Peux-tu me parler de ton choix plastique pour ton exposition,
plus précisément le choix philosophique et esthétique de l’exposition ?
J-B Ganne :
Il s’agit d’une série de boucliers qui reprennent l’esthétique du « Book Block ». C’est à dire des boucliers pour se défendre de la police lors des manifestations, qui sont fabriqués avec des matériaux de récupération (Plexiglass, Carton, Mousse plastique, Polystyrène extrudé etc) puis qui sont peints et sur lesquels figurent des titres de livres. J’ai été assez fasciné par l’esthétique de cette modalité de défense, qui met en avant les livres comme outil de protection et de lutte. L’idée c’est de donner une image à cette forme de résistance et de lutte. Cela fait quelque années que je cherche à donner une représentation à l’émeute comme tu avais pu le voir dans les dessins que nous avions exposés ensemble. L’ensemble des titres de livres qui figurent sur ces boucliers constitue une mini-bilbliothèque d’ouvrages qui sont importants pour moi, qui m’ont formés et qui m’accompagnent. Parmi ceux-là des textes qui interrogent la question du travail, question très importante à mon sens aujourd’hui. Mais aussi des romans et des textes politiques contemporains.
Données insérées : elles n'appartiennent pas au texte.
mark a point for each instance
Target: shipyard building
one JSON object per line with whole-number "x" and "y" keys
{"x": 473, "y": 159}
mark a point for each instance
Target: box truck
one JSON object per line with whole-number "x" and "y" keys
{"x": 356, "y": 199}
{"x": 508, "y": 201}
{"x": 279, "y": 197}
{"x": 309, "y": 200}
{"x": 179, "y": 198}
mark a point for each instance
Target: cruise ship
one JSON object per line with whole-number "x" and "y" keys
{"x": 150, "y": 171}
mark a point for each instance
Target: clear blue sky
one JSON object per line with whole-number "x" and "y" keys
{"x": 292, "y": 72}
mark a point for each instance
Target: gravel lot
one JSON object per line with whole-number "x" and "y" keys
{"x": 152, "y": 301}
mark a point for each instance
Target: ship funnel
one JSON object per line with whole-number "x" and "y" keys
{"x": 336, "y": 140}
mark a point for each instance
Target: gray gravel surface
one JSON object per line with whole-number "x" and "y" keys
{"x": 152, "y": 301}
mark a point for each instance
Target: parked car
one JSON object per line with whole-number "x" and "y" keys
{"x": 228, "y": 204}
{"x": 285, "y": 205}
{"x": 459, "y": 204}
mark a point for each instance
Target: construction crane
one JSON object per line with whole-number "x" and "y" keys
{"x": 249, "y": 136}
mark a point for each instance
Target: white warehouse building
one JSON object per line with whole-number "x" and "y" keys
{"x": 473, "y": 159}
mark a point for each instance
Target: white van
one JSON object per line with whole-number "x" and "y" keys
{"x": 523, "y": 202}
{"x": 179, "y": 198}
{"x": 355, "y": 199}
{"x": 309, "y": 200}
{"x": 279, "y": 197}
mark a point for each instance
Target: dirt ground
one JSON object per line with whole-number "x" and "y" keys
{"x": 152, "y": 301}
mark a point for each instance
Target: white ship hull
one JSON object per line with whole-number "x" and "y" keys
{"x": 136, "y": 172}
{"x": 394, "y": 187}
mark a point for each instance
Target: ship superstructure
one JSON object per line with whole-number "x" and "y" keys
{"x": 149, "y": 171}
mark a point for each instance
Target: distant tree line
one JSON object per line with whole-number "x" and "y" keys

Peux tu aussi me parler de l’oisiveté dans la société et dans le monde
de l’art ?
J-B Ganne :
J’ai pris pour titre de l’exposition, le titre d’un des livres figurant dans la bibliothèque de boucliers « Éloge de l’oisiveté » de Bertrand Russell parce qu’il me semblait être le pendant positif du questionnement sur l’aliénation par le travail. C’est un très joli petit texte en outre. La question que peut se poser un artiste est de savoir si il veut participer à la sur-production générale de la planète, c’est une grande responsabilité que d’ajouter des objets au monde. Il y a des manières de produire de la représentation sans jouer le jeu de la sur-production. L’oisiveté n’est bien entendu pas un absence d’activité mais un autre type d’activité.
Et le bonheur, peut il se trouver ou se conquérir ?
J-B Ganne :
C’est la conclusion de Russell dans ce court texte. Je le trouve très optimiste. Je pense surtout à un mieux vivre et à moins d’exploitation. Est-ce que cela conduit au bonheur, je ne saurais le dire.